Bess fuhr mit einem Kloß im Hals zu dem Doktor, den Ralphs Mutter ihr emfohlen hatte. Sie hatte sich die Haare wieder gewaschen und sorgfältig hochgesteckt und ihren alten Schlafanzug hätte sie auch weggeschmissen wenn sie ihn nicht so gemütlich gefunden hätte. Der Doktor hieß Doktor Bernhad Gabriel. In seiner Praxis wurde Bess erstmal in sein Wartezimmer gebeten, wo schon eine andere Frau saß und las. Bess musste nicht lange warten bis sie aufgerufen wurde. Dr. Gabriel war ein älterer weißhaariger Mann der Bess freundlich aufforderte ihm ihr Geschichte zu erzählen.

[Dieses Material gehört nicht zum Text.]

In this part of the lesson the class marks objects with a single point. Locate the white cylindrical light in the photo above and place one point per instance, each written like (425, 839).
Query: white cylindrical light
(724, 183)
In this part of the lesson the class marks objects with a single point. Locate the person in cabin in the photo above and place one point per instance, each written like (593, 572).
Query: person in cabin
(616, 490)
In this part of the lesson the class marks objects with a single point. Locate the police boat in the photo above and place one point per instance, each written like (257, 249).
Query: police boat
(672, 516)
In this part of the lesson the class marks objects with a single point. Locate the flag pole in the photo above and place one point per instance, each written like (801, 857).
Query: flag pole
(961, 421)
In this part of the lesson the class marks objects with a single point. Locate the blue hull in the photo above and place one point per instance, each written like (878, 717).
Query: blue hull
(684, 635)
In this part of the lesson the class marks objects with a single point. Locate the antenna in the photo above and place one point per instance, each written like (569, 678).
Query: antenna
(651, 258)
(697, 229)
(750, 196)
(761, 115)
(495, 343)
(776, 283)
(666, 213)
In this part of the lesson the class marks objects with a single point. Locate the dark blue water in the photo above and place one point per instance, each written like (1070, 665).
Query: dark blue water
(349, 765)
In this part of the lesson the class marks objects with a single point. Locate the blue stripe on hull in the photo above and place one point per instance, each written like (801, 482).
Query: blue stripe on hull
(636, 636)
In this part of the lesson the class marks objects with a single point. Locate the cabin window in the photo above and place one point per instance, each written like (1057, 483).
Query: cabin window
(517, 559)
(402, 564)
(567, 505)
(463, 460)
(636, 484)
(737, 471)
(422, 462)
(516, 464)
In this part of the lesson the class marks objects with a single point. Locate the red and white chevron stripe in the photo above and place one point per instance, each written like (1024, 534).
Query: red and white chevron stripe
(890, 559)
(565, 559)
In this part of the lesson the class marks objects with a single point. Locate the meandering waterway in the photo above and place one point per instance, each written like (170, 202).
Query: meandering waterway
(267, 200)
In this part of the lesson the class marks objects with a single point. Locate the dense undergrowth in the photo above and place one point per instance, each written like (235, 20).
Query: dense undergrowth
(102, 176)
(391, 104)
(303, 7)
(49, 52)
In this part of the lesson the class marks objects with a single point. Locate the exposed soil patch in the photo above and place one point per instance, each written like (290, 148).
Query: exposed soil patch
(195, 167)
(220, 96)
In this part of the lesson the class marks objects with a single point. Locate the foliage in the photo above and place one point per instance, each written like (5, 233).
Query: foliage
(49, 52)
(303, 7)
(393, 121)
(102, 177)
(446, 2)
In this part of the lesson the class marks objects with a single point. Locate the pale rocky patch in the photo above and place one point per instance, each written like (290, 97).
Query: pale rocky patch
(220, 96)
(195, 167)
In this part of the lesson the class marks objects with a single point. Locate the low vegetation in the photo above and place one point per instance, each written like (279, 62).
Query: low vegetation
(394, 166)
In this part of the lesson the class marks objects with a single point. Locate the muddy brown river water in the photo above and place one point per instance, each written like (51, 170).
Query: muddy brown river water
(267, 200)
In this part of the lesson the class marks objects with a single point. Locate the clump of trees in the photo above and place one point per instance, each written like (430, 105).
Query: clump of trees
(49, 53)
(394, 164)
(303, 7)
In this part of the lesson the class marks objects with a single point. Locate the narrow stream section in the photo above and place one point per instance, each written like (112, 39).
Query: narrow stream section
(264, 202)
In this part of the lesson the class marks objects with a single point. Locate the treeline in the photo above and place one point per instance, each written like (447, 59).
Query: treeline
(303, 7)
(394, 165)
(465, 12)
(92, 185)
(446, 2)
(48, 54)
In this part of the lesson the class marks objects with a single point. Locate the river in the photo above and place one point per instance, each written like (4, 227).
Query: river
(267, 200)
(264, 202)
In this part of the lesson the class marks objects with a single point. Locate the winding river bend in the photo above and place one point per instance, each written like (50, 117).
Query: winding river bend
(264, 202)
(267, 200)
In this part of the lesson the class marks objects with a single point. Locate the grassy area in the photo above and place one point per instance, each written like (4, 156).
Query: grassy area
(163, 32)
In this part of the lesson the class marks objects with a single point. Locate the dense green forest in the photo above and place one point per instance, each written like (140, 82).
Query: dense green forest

Bess tat also wie geheißen und erzählte alles was sie Ralph vorher schon erzählt hatte. Dr. Gabriel hörte verständnisvoll zu. Als sie geendet hatte ergriff er das Wort. "Frauen die genau das selbe Problem haben wie sie kommen oft zu mir, Mrs. Ravenhart. Ich kann ihnen kein Wunder versprechen aber ein paar hilfreiche Ratschläge habe ich schon: Unternehmen sie mal was mit ihrer Familie -insbesondere mit Nicolas- am besten besuchen sie ein Museum oder gehen essen oder in den Park. Leses sie am besten ein paar Bücher zu dem Thema die helfen tatsächlich! Ich könnte ihnen ein paar emfehlen, z.B. Mein Baby oder Liebe -ein rätselhaftes Gefühl. Bess und Dr Gabriel sprachen noch eine Weile mit einander und Bess wurde immer zuversichtlicher. Sie würde das schaffen! Und wenn das mit dem Baby nicht klappte hatte sie immer noch zwei wundervolle Söhne! Schließlich war Dr Gabriels Zeit zu Ende. Bess war unendlich dankbar, dass er ihr geholfen hatte. "Wie kann ich ihnen nur jemals danken, Dr Gabriel?" "Ach Bess für mich wäre es schon Lohn genug wenn sie wieder glücklich werden!" Als Bess die Praxis verlies hatte sie bereits einen Plan was sie mit ihren Lieben unternehmen wollte. Sie würde ihnen das Rieverview Art Museum zeigen, so würde sie auch noch etwas zu der Bildung ihrer Kinder beitragen. Na Michael würde sich bestimmt freuen ins Museum zu kommen. Und danach essen im kleinen Korsen. Endlich herrschte nicht mehr nur die gähnende Leere in Bess Kopf wie in den letzten Wochen sondern er war gefüllt mit Ideen und Plänen für die nächste Zeit. Dieser Dorktor hatte doch wahre Wunder bewirkt!
Nur wer seinen eigenen Weg geht, kann von niemandem überholt werden.